The dinner was sponsored by the Columbia County Young Republicans who selected County Clerk Holly Tanner the 50th recipient of the Lincoln Award. 

In his opening remarks, Columbia County Republican Chairman Greg Fingar emphasized that the evening marked the beginning of the fall election season when the seats of 18 of the 23 supervisors around the county are up for election. Many of the incumbent supervisors were in attendance.

Congressman Gibson spoke about game changers and tough choices. The November election was a game changer for the House if not the Senate, he said, and the new GOP majority in the House has forced President Obama to consider tax reform and other moves that he would not have looked at last year this time.

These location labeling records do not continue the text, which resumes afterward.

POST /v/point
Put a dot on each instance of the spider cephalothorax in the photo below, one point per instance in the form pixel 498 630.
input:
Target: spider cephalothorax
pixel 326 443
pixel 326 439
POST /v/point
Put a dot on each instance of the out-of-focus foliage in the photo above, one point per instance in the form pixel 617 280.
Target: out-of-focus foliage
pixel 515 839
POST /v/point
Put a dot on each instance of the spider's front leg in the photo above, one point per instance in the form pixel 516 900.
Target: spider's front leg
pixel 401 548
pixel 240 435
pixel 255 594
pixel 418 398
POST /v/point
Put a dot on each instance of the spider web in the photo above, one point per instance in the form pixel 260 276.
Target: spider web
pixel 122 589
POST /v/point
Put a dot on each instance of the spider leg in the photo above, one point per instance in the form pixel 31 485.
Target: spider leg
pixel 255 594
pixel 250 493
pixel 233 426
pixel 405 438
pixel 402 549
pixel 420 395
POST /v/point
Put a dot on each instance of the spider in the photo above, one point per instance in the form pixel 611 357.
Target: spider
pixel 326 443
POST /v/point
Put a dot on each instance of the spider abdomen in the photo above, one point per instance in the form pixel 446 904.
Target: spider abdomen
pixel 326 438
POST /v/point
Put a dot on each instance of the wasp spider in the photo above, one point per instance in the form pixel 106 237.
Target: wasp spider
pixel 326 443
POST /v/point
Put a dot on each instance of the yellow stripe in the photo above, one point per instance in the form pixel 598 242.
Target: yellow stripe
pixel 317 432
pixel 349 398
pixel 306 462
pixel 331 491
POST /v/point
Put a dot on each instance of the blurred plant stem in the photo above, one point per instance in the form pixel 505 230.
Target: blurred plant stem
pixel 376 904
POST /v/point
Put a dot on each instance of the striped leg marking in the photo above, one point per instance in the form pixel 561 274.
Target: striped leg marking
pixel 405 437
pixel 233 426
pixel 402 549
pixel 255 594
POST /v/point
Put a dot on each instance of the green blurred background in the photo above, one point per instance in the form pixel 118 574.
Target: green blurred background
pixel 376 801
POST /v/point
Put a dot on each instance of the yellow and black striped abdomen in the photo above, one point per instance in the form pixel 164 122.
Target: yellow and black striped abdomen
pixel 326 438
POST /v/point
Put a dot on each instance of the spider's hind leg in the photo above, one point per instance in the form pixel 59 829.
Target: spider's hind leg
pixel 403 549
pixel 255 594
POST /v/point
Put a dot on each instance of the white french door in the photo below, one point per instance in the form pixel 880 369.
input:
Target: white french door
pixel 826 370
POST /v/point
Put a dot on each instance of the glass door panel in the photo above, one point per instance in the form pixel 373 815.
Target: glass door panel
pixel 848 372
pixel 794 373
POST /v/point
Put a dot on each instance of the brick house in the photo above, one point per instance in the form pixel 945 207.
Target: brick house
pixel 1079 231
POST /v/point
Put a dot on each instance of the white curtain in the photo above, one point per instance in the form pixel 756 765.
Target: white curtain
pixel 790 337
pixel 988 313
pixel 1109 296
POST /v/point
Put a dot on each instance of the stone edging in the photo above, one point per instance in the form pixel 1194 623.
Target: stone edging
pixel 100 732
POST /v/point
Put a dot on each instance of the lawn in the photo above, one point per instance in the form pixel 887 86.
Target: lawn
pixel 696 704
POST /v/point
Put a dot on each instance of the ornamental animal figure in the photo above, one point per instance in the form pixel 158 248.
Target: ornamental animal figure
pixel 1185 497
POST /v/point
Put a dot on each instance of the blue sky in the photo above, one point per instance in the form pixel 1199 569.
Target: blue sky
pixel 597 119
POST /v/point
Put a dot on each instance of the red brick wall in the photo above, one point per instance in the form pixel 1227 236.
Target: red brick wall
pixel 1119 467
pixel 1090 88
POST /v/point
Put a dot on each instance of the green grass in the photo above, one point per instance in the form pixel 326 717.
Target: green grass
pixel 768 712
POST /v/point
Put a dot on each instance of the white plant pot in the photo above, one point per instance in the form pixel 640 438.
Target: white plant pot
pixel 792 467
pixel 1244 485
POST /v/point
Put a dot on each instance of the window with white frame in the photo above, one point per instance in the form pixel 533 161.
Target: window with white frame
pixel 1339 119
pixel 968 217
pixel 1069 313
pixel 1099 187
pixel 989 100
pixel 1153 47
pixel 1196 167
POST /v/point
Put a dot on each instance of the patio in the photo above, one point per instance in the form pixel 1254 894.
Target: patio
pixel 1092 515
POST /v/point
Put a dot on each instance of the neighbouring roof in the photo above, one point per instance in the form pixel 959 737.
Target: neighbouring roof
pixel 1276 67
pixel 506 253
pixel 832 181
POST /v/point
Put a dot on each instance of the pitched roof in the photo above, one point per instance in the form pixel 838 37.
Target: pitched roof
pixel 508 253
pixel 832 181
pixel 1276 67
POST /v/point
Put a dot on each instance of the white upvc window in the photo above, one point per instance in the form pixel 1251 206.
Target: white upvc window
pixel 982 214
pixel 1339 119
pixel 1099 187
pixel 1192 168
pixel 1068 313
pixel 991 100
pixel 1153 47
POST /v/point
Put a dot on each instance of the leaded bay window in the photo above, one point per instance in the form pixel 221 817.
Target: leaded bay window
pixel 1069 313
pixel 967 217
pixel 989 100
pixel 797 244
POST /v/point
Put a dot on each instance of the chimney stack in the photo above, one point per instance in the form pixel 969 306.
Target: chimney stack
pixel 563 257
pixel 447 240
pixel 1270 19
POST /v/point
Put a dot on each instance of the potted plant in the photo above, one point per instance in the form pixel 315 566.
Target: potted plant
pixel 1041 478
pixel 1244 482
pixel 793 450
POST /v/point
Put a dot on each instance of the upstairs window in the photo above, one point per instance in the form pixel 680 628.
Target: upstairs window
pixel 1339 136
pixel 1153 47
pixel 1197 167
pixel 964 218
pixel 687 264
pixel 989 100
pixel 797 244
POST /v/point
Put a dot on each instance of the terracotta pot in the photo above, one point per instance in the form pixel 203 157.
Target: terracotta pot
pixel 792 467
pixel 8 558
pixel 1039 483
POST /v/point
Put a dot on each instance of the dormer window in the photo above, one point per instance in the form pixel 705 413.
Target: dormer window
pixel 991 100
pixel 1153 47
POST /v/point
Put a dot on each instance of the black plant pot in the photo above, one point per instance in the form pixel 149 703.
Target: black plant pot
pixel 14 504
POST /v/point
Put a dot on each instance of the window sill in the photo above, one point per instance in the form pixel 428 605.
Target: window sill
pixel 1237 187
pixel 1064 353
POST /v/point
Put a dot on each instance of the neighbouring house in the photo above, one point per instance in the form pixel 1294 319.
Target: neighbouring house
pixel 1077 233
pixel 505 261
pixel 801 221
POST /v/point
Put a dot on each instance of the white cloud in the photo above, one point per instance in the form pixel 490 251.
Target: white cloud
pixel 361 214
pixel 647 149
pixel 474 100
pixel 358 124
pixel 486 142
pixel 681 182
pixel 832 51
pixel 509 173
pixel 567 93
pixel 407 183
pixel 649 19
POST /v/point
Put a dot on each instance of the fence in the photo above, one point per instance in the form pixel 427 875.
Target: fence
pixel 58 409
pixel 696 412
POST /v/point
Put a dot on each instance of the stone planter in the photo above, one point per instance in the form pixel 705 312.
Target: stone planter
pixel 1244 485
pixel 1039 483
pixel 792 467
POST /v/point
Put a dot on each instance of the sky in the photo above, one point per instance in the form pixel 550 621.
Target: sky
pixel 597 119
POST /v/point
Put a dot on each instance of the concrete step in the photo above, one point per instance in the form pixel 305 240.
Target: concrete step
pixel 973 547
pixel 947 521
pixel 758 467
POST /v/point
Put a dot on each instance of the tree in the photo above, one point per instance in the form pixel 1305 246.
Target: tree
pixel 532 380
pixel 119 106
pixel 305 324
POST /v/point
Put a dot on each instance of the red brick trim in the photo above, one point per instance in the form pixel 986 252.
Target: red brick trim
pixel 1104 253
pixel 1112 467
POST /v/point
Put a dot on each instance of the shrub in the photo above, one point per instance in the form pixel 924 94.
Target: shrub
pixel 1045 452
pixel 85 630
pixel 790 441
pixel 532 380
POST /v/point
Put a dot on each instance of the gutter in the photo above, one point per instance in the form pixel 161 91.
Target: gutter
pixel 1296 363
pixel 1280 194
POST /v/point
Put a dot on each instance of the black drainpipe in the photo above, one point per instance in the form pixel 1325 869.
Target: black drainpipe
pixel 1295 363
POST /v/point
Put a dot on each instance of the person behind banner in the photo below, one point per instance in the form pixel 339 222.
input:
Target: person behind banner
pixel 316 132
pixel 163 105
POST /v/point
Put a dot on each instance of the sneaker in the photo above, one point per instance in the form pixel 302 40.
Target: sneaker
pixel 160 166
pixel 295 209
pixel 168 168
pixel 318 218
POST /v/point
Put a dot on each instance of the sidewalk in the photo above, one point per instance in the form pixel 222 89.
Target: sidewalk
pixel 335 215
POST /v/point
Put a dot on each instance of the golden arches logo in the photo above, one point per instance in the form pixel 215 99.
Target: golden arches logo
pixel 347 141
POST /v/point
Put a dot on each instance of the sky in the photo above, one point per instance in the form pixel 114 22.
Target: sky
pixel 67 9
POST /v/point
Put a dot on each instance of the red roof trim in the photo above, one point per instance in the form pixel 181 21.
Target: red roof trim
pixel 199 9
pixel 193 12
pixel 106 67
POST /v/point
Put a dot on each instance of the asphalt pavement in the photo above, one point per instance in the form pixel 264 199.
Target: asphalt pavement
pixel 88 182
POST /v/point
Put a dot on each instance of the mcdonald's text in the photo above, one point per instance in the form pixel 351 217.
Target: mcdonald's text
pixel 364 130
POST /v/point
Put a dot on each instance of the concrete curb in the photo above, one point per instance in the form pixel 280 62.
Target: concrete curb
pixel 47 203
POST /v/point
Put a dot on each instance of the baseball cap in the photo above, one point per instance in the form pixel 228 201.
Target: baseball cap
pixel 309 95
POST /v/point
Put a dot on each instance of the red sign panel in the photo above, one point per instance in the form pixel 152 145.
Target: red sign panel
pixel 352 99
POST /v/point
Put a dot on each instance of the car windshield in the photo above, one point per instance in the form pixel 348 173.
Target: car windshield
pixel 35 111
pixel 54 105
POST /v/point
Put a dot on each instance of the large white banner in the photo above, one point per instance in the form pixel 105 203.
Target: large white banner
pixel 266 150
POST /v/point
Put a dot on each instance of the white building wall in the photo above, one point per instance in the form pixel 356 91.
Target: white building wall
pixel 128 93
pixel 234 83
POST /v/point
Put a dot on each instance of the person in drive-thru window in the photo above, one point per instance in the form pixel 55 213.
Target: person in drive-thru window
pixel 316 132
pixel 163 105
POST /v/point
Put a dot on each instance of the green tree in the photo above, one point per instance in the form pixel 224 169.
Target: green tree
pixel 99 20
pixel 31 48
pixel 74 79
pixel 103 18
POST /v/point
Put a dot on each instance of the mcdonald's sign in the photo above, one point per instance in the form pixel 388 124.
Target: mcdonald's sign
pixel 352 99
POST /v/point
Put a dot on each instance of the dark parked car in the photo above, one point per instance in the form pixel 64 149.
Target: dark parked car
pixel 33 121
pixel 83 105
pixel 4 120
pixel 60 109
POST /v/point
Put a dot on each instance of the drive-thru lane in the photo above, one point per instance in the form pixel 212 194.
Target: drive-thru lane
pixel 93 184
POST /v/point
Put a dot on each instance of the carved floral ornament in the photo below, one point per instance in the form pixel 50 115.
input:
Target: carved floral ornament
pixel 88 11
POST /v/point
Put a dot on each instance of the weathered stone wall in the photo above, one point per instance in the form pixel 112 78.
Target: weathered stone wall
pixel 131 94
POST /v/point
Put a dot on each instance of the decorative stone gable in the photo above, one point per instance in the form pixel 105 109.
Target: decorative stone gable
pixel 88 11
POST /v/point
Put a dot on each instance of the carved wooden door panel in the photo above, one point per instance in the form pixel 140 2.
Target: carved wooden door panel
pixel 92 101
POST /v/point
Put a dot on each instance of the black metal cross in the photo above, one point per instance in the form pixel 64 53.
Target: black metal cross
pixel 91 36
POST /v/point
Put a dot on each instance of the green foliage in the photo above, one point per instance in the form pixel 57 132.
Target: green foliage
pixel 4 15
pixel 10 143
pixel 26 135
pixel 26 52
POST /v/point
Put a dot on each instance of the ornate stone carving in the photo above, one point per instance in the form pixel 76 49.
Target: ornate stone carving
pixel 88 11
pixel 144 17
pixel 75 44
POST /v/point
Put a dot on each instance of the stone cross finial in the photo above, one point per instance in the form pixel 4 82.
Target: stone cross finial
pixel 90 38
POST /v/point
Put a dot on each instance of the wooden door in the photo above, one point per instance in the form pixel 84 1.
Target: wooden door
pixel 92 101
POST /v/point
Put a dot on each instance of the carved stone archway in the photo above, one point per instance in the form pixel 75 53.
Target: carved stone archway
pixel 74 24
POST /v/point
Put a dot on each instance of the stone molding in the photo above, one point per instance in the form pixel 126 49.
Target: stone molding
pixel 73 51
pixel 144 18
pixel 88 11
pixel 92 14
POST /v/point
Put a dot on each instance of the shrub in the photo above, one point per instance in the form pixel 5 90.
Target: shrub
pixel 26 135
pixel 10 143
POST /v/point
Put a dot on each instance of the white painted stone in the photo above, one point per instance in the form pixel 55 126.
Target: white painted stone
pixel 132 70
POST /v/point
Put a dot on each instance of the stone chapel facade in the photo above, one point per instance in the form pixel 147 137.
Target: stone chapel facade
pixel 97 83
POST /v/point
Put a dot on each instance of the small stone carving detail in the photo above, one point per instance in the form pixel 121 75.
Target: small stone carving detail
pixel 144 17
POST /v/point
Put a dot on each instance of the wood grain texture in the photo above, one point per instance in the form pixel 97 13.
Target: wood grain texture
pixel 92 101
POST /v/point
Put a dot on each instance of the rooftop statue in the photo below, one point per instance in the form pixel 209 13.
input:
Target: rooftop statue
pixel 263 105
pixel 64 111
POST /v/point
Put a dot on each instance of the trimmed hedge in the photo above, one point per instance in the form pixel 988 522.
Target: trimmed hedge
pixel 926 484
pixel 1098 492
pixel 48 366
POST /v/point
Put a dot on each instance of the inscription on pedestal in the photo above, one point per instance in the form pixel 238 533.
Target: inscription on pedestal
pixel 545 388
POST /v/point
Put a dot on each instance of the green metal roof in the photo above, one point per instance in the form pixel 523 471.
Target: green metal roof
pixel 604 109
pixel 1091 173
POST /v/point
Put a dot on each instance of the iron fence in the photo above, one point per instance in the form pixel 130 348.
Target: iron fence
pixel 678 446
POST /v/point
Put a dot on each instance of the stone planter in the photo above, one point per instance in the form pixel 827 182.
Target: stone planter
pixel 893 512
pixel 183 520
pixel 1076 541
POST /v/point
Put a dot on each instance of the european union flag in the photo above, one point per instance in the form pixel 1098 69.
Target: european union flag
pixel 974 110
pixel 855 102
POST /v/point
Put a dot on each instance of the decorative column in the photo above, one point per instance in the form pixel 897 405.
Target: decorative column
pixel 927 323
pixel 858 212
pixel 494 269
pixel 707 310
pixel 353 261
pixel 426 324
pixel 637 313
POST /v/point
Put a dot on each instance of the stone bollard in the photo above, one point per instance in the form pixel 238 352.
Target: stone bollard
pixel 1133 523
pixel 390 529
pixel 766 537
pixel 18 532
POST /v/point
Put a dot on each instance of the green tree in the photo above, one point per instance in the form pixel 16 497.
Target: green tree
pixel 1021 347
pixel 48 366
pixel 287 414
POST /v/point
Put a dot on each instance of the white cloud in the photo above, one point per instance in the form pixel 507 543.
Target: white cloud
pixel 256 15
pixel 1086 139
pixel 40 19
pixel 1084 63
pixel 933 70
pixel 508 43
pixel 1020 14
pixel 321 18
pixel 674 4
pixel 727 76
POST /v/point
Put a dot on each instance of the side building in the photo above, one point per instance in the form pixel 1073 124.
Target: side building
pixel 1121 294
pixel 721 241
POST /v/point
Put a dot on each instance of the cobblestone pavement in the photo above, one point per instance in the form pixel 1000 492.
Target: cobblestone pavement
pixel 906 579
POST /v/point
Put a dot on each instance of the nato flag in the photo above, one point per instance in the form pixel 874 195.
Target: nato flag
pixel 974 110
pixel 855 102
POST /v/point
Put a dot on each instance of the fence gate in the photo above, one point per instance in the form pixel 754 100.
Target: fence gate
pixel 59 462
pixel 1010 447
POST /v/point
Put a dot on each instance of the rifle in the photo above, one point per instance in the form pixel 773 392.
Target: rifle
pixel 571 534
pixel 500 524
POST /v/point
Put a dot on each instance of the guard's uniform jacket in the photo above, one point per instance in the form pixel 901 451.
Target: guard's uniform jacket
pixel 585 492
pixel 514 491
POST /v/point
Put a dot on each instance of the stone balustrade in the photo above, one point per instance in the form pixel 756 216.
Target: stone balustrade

GOP members of Congress is crafting a healthcare bill to replace the bill that the House voted earlier this year to repeal. Congressman Gibson said that the test of the plan he called Obamacare was whether the public would like the terms of the GOP replacement bill, which he predicted would be more popular than the current plan.

Mr. Gibson also noted that he is a co-sponsor of the bill to repeal the repeal of the requirement that was part of the healthcare law that requires businesses to obtain tax form from all vendors, something most businesses believe is an onerous form of paperwork.

He promoted the use of alternative energy sources and the construction of new nuclear power plants as a “game changer” for our economy. But while he said he would like to see a new plant in his district, no community would be forced to accept a nuclear facility. In spite of the disaster in Japan, he urged people not to give up too easily on this technology, saying that experts would learn from the experience of the Japanese.

And the congressman pledged to continue his and his party’s efforts to reduce the federal deficit. He said congressional Republicans will soon unveil their budget that looks forward 20 years. He said the $10 billion in cuts made to the continuing resolutions on the budget so far are as much as Congress cut in 1994.

These are tough choices and tough programs to push through both houses, but “something worth having is worth fighting for,” said the Congressman, who referred to the “genius design” of the Constitution, saying that it doesn’t give any one party or the president enough power to act unilaterally. Instead, he emphasized, people will have to work together or “nothing gets done.”

The event, which marked a half century as a county gathering, drew a capacity crowd to Kozel’s restaurant, and county GOP Chairman Fingar quipped, “It only took us 50 years to figure out that a Saturday was better than a Tuesday.”